General information
- Type: Homebuilt aircraft
- National origin: United States
- Manufacturer: V-STOL Aircraft
- Status: Production completed
- Number built: 7

History
- Introduction date: Fall of 1997
- Developed from: Starflight XC2000

= V-STOL XC 2000T =

American homebuilt aircraft

The V-STOL XC 2000T is an American homebuilt and ultralight trainer aircraft that was designed and produced by V-STOL Aircraft of Fort Myers, Florida, introduced in the fall of 1997. When it was available the aircraft was supplied as a kit for amateur construction.

==Design and development==
A derivative of the Starflight XC2000, the aircraft features a wire-braced parasol wing, a two-seats-in-side-by-side configuration open cockpit with a windshield, fixed tricycle landing gear and a single engine in pusher configuration.

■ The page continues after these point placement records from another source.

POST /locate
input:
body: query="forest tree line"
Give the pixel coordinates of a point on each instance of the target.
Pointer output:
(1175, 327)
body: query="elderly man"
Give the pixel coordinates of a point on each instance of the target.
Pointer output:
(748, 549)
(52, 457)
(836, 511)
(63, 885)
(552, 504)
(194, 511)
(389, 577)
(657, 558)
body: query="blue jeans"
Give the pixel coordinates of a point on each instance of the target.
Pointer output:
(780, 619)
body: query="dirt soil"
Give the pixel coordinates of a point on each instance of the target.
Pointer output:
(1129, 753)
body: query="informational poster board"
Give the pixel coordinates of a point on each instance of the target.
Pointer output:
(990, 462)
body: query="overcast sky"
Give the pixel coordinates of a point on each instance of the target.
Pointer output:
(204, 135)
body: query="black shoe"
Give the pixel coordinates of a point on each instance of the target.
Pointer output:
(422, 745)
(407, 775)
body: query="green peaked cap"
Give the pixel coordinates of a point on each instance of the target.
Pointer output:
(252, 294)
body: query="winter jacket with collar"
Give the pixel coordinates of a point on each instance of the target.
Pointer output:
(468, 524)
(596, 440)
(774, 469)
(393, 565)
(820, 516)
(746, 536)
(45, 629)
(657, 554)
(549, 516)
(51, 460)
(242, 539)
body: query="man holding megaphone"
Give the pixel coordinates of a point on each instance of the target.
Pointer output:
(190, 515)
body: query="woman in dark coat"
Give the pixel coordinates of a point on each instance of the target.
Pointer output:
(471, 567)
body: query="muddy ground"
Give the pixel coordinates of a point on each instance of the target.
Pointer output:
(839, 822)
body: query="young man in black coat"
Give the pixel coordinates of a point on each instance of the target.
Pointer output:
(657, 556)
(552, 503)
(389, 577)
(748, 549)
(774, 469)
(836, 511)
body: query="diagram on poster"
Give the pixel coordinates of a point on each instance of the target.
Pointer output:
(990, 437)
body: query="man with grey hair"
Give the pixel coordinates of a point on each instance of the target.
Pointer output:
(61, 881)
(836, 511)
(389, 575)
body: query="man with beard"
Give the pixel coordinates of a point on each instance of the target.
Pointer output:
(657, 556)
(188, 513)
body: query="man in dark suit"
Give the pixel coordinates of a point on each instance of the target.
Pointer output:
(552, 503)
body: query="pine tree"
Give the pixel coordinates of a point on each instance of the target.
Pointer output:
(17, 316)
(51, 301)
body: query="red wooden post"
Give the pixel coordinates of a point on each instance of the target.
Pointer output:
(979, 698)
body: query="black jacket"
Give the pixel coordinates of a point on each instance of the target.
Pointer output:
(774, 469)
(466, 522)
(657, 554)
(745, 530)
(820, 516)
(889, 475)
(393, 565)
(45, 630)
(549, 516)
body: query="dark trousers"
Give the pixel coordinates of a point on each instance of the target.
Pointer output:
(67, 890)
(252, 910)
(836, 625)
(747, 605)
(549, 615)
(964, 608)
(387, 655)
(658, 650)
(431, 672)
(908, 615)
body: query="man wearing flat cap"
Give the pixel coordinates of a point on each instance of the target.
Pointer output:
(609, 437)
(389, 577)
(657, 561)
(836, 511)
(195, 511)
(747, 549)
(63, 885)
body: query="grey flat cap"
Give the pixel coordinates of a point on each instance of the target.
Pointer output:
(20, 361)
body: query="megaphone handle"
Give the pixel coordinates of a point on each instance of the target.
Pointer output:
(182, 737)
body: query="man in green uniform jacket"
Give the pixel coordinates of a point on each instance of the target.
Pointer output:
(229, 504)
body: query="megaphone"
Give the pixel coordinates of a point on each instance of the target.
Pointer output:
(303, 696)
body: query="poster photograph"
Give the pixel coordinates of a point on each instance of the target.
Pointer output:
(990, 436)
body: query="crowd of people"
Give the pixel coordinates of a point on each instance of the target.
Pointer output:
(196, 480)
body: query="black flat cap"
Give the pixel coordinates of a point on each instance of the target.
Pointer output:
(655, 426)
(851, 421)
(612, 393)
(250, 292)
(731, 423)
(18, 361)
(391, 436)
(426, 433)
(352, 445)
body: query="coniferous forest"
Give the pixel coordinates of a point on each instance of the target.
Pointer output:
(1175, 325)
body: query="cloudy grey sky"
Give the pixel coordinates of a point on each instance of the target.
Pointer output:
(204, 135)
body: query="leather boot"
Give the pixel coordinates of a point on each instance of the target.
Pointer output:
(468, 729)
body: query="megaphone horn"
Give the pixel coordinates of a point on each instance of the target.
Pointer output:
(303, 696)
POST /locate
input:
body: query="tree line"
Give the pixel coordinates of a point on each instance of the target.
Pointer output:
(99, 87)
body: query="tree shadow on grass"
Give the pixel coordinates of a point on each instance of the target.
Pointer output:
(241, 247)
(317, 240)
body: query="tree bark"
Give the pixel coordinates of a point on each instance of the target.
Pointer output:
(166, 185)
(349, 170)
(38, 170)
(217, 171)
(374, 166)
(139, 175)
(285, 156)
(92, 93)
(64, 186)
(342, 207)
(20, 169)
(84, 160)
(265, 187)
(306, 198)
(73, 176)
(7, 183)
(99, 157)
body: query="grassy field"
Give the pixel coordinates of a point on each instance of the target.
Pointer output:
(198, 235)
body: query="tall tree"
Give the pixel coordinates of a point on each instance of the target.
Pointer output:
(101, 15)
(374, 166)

The XC 2000T is made from bolted-together aluminum tubing, with its flying surfaces covered in Dacron sailcloth. Its 32.00 ft span wing is supported by an inverted "V" kingpost, mounts large flaps and has a wing area of 176.0 sqft. The cabin width is 43 in. The acceptable power range is 40 to 75 hp and the standard engine used is the 45 hp 2si 460 two-stroke powerplant. The tailboom is an open Warren truss structure. Dual controls and an enclosed cabin were factory options.

The aircraft has a typical empty weight of 380 lb and a gross weight of 890 lb, giving a useful load of 510 lb. With full fuel of 10 u.s.gal the payload for the pilot, passenger and baggage is 450 lb.

The standard day, sea level, no wind, takeoff and landing roll with a 40 hp engine is 150 ft.

The manufacturer estimated the construction time from the supplied kit as 100 hours.

==Operational history==
By 1998 the company reported that three kits had been sold and two aircraft were completed and flying.

In March 2014 four examples were registered in the United States with the Federal Aviation Administration, although a total of seven had been registered at one time.